If instead it is common practice to have the exact same date of birth in each country, how could i ensure that the milliseconds i store always point to the exact same day of month in each country?
Ignore time-of-day
Few people know the time-of-day of their birth. So, no, that level of detail is not commonly tracked. You never see time-of-birth and birth-time-zone on passports and such. They track a date-only value, without time of day and without time zone.
Bartenders, border control agents, etc. use the local current date to calculate age, with no attempt to consider time of day or adjust for time zone. Consider that partial-day difference to be truncated, ignored.
To adjust a moment accurately from one time zone to another, you need a date and a time-of-day. Without a time-of-day you have perhaps 23-25 hours of possible moments when their birth may have occurred.

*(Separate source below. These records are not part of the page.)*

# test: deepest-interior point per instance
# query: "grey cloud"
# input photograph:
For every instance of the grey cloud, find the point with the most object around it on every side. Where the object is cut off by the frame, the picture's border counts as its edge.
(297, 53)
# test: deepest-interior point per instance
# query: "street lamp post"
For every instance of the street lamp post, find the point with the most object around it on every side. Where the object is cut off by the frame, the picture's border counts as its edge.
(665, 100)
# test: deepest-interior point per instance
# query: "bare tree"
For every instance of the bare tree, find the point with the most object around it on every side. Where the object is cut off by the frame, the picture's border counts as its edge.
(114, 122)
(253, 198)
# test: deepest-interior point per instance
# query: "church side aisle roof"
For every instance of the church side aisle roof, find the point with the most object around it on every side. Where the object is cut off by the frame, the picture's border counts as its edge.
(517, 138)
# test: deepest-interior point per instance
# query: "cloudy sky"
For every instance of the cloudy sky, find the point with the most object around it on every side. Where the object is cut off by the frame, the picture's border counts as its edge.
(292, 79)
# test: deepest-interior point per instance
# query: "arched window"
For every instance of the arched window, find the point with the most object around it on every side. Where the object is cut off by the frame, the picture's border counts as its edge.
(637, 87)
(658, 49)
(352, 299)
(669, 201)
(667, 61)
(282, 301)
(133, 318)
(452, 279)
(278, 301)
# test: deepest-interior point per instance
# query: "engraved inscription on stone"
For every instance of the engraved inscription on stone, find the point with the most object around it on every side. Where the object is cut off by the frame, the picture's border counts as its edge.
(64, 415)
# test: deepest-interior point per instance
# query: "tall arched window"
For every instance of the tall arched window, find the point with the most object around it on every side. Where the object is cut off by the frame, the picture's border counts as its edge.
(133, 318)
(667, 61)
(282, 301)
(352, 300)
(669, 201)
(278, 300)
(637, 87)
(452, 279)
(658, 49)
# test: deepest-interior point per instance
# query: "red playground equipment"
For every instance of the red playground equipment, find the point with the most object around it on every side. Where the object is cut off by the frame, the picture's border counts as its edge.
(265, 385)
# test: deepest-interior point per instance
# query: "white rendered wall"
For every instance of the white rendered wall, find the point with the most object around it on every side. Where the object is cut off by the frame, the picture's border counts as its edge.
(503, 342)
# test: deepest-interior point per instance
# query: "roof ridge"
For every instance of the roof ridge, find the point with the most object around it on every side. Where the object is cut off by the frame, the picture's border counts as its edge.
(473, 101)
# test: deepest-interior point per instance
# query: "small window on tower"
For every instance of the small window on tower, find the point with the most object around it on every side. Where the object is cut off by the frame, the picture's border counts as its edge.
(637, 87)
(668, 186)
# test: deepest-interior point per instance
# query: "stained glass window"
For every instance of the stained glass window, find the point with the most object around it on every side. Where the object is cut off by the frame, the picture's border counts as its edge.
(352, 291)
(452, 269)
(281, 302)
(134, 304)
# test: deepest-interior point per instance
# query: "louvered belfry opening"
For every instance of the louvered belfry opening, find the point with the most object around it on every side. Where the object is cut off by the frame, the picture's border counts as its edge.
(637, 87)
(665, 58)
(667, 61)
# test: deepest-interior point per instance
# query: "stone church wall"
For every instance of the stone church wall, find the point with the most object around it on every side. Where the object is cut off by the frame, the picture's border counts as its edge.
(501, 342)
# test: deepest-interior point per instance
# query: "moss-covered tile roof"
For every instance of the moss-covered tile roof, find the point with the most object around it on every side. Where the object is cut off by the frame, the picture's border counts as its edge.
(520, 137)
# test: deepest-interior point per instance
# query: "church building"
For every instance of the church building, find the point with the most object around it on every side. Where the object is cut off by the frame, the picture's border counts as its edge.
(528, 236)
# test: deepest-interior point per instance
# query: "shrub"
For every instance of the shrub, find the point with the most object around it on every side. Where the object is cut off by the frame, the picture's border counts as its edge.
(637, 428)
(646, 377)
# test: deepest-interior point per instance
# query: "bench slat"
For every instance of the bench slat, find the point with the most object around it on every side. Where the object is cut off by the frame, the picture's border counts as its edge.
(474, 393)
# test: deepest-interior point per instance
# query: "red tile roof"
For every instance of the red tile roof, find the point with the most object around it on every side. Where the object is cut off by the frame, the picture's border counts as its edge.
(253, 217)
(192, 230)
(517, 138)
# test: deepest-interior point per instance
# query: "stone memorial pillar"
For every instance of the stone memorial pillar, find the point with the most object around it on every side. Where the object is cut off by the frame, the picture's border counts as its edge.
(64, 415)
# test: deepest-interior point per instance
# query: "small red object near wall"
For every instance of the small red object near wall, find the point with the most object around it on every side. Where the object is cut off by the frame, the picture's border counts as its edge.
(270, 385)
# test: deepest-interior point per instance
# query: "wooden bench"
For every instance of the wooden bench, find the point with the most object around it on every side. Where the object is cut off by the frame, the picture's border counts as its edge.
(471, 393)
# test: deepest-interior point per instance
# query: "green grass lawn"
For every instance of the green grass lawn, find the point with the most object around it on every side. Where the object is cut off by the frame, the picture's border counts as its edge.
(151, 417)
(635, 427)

For example, a birth that occurs a few minutes after midnight in Paris (1 or 2 hours ahead of UTC) on the 24th is still “yesterday” the 23rd in Montréal (4 or 5 hours behind UTC). But if that birth occurs at 06:00 in the 24th, then the date is the same (24th) in both Paris & Montreal, but is “yesterday” (23rd) in Vancouver BC and Seattle where the clocks are 7 or 8 hours behind UTC.
SQL
In SQL use a data type akin to the standard DATE type.
Java
In Java, use the LocalDate type. To represent the recurring month and day of the birthday celebration, use the MonthDay class.
For interacting with a database, drivers that comply with JDBC 4.2 should be able to work directly with LocalDate via the getObject & setObject methods on a PreparedStatement. If not, fall back to using the old java.sql.Date. New methods added to that old class facilitate conversion.
ISO 8601
When generating string representations of date-time values, use the formats defined in the ISO 8601 standard such as YYYY-MM-DD, ex: 1960-07-11. For date without year use --MM-DD, ex: --07-11. The java.time classes in Java use ISO 8601 formats by default when parsing and generating Strings.
Forcing time-of-day
If for some reason you are forced to put a date-only value into a date-time field, then you must set some arbitrary time-of-day. Noon is one possibility. I suggest setting the time portion to the first moment of the day.
First moment of the day
Be aware that the first moment is not always 00:00:00. Daylight Saving Time (DST) and perhaps other anomalies affect midnight in some time zones. So first moment of the day might be 01:00:00 for example. Java can determine the first moment of the day appropriate to a particular time zone.
ZoneId zoneId = ZoneId.of( "America/Montreal" );
LocalDate today = LocalDate.now( zoneId );
ZonedDateTime startOfToday = today.atStartOfDay( zoneId );
It is up to you to decide what time zone to interpret a selected date of birth as and what time zone to use when displaying the date of birth. In my opinion, it is logical to always use the timezone of the place of birth (if you wish to collect that) when converting the date of birth from a timestamp to readable form and when storing it. Otherwise, you can always use GMT or any other timezone as your convention. This will ensure that all users in all countries will see the same date of birth but it is recommended to append the time zone to the date representation to prevent confusion. You may of course choose to interpret dates as GMT based when creating the timestamp to store and then render the date of birth using a user-defined timezone (possibly timezone for the user's account). In this case, the date (and time if you include the time of birth) will appear different for each user.